He was sitting next to me watching tv ... wasn't paying attention till I showed him and asked what this was (I knew what it was but why on my computer). I dint think it would be my friend because she is lesbian, not married, not involved so didn't think like she would look at that. What I suspect is kids are on mbuzzy and FB and I am wondering if someone sent inappropriate pic to my daughter, whether it be girls being dumb or a guy.

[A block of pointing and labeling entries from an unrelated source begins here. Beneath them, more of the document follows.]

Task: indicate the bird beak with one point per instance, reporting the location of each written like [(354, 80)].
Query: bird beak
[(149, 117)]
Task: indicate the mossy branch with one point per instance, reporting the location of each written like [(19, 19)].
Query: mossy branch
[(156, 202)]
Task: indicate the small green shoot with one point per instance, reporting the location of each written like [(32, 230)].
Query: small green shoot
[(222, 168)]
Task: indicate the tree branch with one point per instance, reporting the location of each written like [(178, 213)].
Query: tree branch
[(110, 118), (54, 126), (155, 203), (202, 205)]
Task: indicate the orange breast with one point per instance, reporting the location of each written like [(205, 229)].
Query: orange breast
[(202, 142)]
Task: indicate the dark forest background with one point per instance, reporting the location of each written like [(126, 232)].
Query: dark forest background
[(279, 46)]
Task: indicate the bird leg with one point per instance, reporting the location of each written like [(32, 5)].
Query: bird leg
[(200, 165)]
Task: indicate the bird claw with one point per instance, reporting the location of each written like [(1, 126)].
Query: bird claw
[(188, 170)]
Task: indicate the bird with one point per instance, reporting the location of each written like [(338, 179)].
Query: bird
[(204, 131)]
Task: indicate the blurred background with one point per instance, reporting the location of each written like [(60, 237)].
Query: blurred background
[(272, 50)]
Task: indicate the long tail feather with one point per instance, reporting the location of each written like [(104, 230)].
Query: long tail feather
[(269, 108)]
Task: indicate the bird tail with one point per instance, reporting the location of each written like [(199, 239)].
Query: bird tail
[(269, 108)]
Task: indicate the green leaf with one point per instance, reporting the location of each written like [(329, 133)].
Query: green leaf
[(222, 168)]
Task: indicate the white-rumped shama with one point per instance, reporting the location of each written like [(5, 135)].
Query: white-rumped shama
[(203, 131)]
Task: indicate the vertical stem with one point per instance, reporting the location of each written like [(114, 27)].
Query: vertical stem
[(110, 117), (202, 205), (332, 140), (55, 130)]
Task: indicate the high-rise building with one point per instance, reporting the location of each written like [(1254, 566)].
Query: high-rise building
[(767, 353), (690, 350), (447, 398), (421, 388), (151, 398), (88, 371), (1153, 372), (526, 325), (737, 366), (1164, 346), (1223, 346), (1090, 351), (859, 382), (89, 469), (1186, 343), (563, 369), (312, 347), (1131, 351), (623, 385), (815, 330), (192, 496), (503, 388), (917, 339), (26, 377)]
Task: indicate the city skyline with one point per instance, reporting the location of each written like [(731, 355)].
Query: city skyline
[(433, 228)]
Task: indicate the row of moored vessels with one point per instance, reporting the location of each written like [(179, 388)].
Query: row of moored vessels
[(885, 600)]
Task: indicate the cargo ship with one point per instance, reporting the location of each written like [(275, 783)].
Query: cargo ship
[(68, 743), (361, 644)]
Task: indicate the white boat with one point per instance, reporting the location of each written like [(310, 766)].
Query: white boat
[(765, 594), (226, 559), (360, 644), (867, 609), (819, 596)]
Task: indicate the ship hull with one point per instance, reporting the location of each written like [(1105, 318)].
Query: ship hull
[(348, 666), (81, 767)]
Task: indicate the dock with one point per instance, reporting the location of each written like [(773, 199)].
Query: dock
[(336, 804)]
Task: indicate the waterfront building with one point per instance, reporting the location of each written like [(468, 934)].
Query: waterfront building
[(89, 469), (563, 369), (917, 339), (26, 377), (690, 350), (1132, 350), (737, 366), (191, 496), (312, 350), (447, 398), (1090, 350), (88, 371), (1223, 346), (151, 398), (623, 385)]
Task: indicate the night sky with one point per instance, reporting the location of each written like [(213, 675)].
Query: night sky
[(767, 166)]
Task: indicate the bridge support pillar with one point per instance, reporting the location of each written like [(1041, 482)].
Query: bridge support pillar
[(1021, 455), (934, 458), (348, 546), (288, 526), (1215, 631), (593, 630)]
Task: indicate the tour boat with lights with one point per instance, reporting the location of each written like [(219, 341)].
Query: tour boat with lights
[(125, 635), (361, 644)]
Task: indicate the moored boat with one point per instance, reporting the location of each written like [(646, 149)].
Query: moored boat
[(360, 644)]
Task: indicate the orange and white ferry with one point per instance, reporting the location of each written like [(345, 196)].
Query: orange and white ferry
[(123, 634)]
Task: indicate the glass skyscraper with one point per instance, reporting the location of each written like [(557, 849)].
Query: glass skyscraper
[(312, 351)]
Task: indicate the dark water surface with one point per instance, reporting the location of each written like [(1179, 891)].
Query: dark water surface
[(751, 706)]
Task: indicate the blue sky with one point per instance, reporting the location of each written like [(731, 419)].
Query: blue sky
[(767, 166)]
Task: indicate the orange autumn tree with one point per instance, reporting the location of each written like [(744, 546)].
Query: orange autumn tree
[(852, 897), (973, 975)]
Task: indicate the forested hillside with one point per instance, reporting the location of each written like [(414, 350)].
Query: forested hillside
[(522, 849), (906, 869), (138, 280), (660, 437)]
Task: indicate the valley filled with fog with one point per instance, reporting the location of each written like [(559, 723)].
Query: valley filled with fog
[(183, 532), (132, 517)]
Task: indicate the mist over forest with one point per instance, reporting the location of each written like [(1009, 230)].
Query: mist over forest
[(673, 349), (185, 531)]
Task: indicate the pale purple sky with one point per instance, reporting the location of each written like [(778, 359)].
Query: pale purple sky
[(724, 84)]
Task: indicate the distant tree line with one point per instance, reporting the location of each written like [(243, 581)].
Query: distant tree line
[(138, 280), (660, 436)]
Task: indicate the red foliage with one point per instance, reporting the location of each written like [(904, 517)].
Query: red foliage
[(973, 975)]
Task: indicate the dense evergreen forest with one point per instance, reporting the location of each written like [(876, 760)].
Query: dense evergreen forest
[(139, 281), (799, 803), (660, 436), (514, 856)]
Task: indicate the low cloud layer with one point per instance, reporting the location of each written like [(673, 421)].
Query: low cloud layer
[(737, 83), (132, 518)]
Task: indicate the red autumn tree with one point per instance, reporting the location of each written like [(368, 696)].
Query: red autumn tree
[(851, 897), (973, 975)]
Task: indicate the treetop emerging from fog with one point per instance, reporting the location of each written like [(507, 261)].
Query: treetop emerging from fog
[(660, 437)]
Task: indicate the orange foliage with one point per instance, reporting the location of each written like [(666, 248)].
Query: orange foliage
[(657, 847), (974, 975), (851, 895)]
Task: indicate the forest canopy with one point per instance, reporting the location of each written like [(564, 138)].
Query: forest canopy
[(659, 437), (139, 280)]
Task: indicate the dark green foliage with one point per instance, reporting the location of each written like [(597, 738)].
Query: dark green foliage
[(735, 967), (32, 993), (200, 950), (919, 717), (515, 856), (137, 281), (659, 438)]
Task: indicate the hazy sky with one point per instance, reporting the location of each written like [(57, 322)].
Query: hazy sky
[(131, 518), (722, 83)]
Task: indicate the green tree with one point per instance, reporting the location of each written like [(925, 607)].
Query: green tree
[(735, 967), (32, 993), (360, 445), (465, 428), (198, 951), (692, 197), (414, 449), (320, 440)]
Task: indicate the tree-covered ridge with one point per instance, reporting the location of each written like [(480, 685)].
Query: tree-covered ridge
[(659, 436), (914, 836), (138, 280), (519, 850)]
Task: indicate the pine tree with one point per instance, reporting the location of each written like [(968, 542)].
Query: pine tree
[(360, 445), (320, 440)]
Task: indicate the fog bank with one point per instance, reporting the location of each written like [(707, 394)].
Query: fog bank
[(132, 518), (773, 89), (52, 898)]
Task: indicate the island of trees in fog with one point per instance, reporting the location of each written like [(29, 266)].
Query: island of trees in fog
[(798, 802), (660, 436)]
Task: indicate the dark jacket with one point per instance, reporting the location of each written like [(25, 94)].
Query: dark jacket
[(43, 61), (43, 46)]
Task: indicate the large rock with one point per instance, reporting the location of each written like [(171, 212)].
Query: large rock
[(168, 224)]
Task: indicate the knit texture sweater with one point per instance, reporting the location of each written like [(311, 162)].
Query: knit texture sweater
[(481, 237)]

Because I have in the past had them log in and made them delete 'friends' that were way too old to be a teenagers friend and even made them delete myspace accts and told them in future rest of social sites would be deleted. Have checked since then and they seemed to be following that rule. 

I am not sure how to ease his mind, because he already can log into any account I have and see what I am doing. Keylogger is good idea though.

His last few texts to me moments ago are

Him: Concerned contact with someone who decided to send.

Me:No I have had no contact with anyone like that

Him:So we have gay computer that chooses to download d*cks. I guess I can let it go at that, not blaming you but sometimes when you look at pic in email it saves to computer 

Me: It really was not me and am sad this is an issue

Him: You are off the hook but I will start paying closer attention, ok?

Me: Ok that's fair and I do not mind at all

Him:And sometimes knowing you are looked at keeps people honest, more honest. Constant accusations and distrust just annoy them and piss them off

Me: I don't want you to worry I am doing anything behind your back, you can look, is fair. I have been honest and I have not done anything to compromise my relationship with you. It is not worth losing you. 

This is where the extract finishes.